Tempura Batter



This recipe was designed specifically to be made with Bakers' Magic gluten free flour. The finished baked product will not be the same if you use another gluten free flour and you will need to adjust the recipe, particularly if the flour you're using contains rice flour.


85 g Bakers' Magic Gluten free flour

70 g Maize starch

1/2 tsp Salt

1 Egg

280 g Ice cold water~

For a thinner batter use 70 g of the Bakers' Magic Gluten free flour & for a thicker batter use 95 g. 

~ Upon standing the batter will thicken - there is a slight difference between the food dipped into freshly made batter & batter an hour old. If it is important to have a thin batter with the same consistency make the batter with ~75 g of Bakers' Magic Gluten free flour and let the batter sit for ~45 mins before use. Putting the mixing bowl on ice or keeping the batter in the fridge will delay the batter thickening.  

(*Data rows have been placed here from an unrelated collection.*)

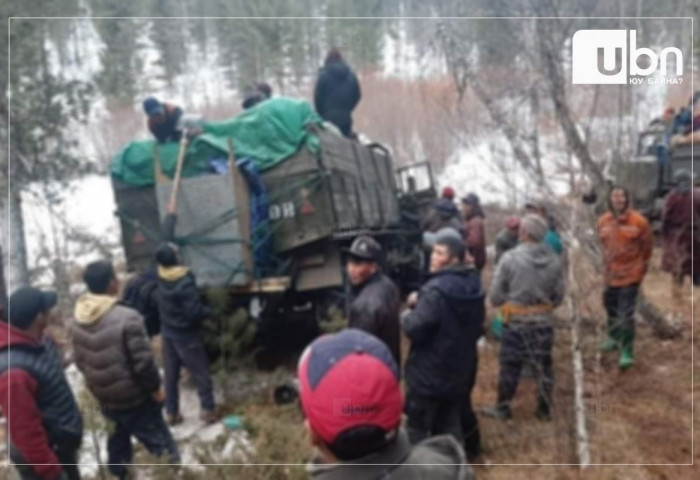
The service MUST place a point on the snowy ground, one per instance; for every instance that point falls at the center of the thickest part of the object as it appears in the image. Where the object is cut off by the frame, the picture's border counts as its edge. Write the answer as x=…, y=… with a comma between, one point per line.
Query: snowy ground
x=191, y=436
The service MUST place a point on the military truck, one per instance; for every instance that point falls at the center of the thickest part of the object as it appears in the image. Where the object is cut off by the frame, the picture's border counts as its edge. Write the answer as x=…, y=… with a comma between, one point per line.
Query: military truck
x=314, y=203
x=649, y=174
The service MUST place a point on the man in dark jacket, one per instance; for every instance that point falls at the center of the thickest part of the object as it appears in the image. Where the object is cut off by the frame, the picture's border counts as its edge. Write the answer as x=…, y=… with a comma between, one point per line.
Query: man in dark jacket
x=337, y=92
x=259, y=93
x=444, y=326
x=351, y=397
x=181, y=314
x=140, y=294
x=376, y=304
x=163, y=120
x=43, y=420
x=527, y=286
x=112, y=351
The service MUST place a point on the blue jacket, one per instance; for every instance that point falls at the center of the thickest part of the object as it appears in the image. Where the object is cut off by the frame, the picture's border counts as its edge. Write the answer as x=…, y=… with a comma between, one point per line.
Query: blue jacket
x=444, y=328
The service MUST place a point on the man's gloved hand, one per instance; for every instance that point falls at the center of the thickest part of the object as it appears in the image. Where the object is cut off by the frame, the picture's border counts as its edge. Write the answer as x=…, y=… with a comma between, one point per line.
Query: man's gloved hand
x=158, y=396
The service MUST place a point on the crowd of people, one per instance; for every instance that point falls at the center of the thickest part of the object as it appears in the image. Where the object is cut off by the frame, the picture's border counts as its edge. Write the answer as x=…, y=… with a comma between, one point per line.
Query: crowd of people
x=350, y=382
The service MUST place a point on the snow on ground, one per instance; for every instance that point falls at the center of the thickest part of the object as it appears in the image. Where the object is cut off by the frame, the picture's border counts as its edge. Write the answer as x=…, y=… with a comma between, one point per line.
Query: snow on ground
x=191, y=436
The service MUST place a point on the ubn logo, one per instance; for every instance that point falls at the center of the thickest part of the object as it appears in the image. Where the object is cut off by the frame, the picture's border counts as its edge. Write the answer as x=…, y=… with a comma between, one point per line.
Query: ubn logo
x=602, y=57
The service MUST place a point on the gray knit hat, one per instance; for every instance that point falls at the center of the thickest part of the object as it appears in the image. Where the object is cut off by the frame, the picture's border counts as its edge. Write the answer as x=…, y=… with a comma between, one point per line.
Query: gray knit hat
x=534, y=226
x=447, y=236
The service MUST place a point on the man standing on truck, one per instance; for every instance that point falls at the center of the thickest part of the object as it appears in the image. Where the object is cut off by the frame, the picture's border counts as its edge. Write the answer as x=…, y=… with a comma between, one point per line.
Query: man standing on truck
x=44, y=423
x=527, y=286
x=181, y=314
x=337, y=92
x=163, y=120
x=443, y=213
x=628, y=243
x=444, y=325
x=112, y=351
x=376, y=304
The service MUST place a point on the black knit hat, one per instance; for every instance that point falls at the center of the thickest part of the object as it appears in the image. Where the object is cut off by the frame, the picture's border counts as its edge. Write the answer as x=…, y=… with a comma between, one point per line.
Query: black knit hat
x=28, y=302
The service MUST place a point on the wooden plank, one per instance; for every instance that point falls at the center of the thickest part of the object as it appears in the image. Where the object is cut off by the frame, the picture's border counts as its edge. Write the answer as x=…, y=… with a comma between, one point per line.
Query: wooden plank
x=266, y=285
x=242, y=198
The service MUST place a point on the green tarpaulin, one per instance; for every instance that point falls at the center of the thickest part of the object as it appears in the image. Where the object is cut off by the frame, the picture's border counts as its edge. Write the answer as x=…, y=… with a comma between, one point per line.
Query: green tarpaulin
x=269, y=133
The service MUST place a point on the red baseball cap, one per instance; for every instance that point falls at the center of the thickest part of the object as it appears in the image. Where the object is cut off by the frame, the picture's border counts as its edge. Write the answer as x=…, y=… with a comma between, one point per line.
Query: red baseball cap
x=349, y=379
x=513, y=223
x=448, y=192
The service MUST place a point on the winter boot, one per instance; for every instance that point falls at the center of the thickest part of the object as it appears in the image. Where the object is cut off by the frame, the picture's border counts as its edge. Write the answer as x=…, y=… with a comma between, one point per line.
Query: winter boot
x=610, y=345
x=626, y=357
x=627, y=353
x=209, y=416
x=175, y=419
x=543, y=411
x=501, y=411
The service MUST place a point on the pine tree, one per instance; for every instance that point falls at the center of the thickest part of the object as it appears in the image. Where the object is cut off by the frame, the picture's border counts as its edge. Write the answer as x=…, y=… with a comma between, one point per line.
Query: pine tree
x=43, y=104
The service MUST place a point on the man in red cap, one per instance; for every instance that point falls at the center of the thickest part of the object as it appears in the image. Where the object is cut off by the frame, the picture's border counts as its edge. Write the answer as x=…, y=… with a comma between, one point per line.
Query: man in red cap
x=350, y=395
x=376, y=303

Garlic in a thicker batter (made with 95 g). The prawns in this batter were delicious.

I haven't tried beer in the batter but it is on my to do list.

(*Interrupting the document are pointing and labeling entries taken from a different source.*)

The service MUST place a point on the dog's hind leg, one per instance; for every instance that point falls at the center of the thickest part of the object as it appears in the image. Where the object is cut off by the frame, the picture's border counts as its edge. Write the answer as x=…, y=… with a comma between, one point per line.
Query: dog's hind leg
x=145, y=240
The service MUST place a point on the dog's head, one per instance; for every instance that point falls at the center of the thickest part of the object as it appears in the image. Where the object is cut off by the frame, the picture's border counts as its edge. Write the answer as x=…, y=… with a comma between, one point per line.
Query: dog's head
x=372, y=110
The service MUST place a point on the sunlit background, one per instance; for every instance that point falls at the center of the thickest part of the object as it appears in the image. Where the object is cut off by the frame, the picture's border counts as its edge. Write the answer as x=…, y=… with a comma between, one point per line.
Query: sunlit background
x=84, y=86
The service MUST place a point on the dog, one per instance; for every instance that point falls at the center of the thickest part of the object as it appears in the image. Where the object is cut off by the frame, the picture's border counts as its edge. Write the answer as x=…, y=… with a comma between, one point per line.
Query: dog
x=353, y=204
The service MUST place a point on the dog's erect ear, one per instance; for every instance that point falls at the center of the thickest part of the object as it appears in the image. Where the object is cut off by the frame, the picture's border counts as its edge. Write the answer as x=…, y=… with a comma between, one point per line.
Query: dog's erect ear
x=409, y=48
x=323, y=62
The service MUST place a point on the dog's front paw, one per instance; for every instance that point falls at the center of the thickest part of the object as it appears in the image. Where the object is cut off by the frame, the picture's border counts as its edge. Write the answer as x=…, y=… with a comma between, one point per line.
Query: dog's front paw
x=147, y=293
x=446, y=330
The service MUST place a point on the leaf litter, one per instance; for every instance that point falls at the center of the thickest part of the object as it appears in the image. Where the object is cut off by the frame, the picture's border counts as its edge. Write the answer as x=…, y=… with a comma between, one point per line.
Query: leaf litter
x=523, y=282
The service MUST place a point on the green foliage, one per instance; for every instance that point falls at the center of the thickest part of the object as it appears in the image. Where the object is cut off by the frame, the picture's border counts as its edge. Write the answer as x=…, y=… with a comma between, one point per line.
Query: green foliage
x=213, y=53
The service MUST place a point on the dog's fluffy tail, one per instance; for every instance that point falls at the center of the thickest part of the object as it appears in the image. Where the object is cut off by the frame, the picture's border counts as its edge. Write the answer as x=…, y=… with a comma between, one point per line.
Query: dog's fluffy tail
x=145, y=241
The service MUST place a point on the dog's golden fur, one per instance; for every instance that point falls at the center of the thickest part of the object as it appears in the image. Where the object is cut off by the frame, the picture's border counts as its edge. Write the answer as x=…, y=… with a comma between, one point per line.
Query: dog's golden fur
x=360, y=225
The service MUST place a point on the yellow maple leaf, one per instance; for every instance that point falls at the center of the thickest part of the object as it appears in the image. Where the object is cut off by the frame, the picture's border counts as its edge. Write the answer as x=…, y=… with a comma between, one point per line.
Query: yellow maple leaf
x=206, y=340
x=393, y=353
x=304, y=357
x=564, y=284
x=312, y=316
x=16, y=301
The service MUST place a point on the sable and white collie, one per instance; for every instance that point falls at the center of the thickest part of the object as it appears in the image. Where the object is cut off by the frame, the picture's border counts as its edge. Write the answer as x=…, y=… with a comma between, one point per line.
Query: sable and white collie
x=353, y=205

Sift the dry ingredients together into a mixing bowl.

Optional - put the mixing bowl on ice to keep the batter cool.

Add in the egg & water & stir to combine. Batter made with 70 g of Bakers' Magic Gluten free flour will be easy to mix by hand than batter made with 95 g. 

Use a stab blender to ensure the batter has a uniform consistency (it will be slightly gluey).

It is now ready to be used.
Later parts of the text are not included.